Terraform for infrastructure, ClickOps for Foundry agent config. Everything that’s stable goes through Terraform — PostgreSQL, Key Vault, Container Apps, Storage, App Insights. But Foundry agent configuration (creating agents, connecting tools, assigning models) changes constantly during development. I tried Terraforming it and spent more time fighting the provider than building agents. It lives in the portal and Python SDK for now. This is a deliberate choice, not laziness. Mostly!

UK South everywhere. All resources deploy to UK South. Azure OpenAI uses regional deployments (not Global) to keep data in the UK. This matters for the kind of public sector work we deal with at Phoenix so data residency isn’t optional.
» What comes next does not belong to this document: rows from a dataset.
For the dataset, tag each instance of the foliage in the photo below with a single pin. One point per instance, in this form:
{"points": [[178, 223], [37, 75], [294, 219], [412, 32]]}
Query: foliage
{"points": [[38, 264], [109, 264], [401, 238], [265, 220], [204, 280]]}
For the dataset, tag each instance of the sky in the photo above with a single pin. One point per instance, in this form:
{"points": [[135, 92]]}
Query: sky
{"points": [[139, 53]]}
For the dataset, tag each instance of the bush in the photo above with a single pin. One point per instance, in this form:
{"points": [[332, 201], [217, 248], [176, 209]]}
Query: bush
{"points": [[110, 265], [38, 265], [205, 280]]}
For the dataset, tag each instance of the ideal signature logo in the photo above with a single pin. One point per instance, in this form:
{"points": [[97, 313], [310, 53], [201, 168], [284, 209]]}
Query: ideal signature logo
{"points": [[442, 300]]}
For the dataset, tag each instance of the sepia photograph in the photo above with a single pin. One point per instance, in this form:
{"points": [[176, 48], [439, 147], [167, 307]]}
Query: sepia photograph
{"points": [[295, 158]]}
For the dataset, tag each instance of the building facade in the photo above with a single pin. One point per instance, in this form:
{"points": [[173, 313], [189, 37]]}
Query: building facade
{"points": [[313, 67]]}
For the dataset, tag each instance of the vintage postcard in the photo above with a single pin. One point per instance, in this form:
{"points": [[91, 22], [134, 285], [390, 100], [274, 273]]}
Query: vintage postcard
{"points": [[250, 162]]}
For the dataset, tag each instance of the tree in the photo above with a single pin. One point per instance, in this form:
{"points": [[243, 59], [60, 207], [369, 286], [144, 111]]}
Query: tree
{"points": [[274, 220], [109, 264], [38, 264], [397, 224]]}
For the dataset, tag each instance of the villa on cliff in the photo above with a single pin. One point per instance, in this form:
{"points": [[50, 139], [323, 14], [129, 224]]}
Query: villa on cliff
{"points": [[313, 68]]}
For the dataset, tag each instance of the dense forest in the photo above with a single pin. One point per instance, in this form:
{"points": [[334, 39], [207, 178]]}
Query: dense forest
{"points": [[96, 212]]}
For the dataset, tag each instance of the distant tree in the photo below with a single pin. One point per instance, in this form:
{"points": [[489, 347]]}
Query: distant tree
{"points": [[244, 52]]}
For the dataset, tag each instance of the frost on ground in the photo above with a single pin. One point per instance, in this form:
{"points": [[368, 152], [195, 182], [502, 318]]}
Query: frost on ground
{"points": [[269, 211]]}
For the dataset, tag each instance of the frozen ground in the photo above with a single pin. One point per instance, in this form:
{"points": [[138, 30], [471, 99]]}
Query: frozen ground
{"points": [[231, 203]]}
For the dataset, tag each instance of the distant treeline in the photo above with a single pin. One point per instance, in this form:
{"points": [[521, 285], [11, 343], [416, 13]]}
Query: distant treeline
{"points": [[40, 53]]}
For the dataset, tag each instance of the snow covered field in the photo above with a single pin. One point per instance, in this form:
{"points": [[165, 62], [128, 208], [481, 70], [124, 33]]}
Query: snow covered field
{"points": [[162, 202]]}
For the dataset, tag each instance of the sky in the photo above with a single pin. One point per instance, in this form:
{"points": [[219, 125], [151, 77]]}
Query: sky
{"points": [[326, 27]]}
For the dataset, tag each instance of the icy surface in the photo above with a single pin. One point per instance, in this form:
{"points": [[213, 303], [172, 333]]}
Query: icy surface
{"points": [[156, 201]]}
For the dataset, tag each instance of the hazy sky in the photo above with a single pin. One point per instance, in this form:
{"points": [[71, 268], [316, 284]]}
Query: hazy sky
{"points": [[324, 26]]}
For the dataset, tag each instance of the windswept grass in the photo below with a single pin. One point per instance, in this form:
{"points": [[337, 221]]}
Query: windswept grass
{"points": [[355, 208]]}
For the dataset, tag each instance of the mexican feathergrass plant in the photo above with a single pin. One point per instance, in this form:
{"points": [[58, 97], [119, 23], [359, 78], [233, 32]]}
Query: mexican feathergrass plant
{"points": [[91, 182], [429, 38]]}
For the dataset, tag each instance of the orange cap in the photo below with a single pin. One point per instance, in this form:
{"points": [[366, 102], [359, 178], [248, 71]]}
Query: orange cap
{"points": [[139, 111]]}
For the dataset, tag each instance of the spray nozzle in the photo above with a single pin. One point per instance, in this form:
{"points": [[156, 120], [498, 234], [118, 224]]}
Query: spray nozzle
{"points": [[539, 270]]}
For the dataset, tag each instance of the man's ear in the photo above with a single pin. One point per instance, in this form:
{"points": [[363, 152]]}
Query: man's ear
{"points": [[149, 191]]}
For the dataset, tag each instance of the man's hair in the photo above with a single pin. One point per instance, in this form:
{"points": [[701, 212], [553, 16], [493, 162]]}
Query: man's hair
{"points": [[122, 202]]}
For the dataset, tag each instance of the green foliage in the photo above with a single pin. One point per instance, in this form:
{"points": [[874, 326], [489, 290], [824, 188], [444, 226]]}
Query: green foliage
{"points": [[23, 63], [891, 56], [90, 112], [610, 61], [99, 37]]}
Telemetry from day one. Application Insights is connected before the first agent exists. OpenTelemetry instrumentation goes into every agent via Agent Framework’s built-in hooks. I’ve been burned before by adding observability after the fact — you spend a week instrumenting code that’s been running blind for months. Not this time!

The build phases

Rather than try to ship everything at once, this is built in six phases. Each one produces something testable before the next starts.

Foundation — Terraform infrastructure, database schema, config, telemetry, basic orchestrator agent
ADO Discovery — custom MCP server, ADO discovery agent, WIQL tools, capacity reading, database sync
Document Generator — template registry, HTML/PDF/DOCX rendering, blob storage delivery, workflow chaining
Sprint Planner — capacity calculator, backlog analysis, human-in-the-loop approval workflow
Spec Writer — Foundry IQ knowledge base, iterative refinement workflow, spec publishing
Integration & Observability — full workflow routing, Azure Monitor dashboards, Teams alerting via Logic Apps

Phases 1–3 are done as of now. Phase 4 is next. The articles for those first phases are going to come out daily once I finish writing them and organising my many screenshots and notes. Watch this space!

Why build this now

Honestly? Because the tooling caught up with the ideas.

MCP OAuth Identity Passthrough in Foundry is the piece that makes per-user ADO access viable without building custom auth plumbing. Agent Framework gives you orchestration patterns that would take months to design from scratch. And the current models I have access to in Foundry ,gpt-4.1, is good enough at reasoning over ambiguous requests that the orchestrator layer actually works reliably.

A year ago, most of this required too much custom infrastructure. The MCP server alone would have been a multi-month project. Now it’s a weekend with FastMCP and Container Apps.

This has been such a challenging build so far and since the blog launch I have been non-stop on it after work. The result is incredibly rewarding and I can’t wait for me to use this and I hope some other people get to use it to once the repo is public and live!